Glory Wilde was pretty much as he expected. Too much make-up, badly dyed hair scraped back in a ponytail, a large and sulky mouth. She was chewing gum loudly, and as he pulled out his chair, folded her arms in an aggressive sort of way across her chest.
Lucas was more interested in Angeline. Here was a witch who’d successfully evaded registration all her life, but was now voluntarily cooperating with the law. Maybe the Inquisition’s outreach programme was more successful than it was given credit for.

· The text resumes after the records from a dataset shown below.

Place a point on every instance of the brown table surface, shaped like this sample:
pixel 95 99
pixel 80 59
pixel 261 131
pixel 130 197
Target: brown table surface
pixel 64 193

He already knew about Angeline’s sisters. Everyone did. The Starling Twins had clearly had star quality, even though it was of a criminal sort. This hardly justified some people’s attempts to rehabilitate them as folk-heroines, but it was still kind of sad to see what remained of their legend: a decrepit old lady and a hard-faced chav.
As the meeting wore on, he found that there was something naggingly familiar about Glory, and it wasn’t just because he’d already seen her photograph. At one point she turned her head towards Jonah so that her hooped earrings swung, and he realised she was the same girl who’d shouted at him and Tom the day of the Inquisition’s careers talk. It had been something about frogs. For a moment, her raucous laughter echoed in his ears . . . But she’d caught him scrutinising her, and now her glare had daggers in it. She didn’t look stupid, at least. Lucas supposed that was a good thing.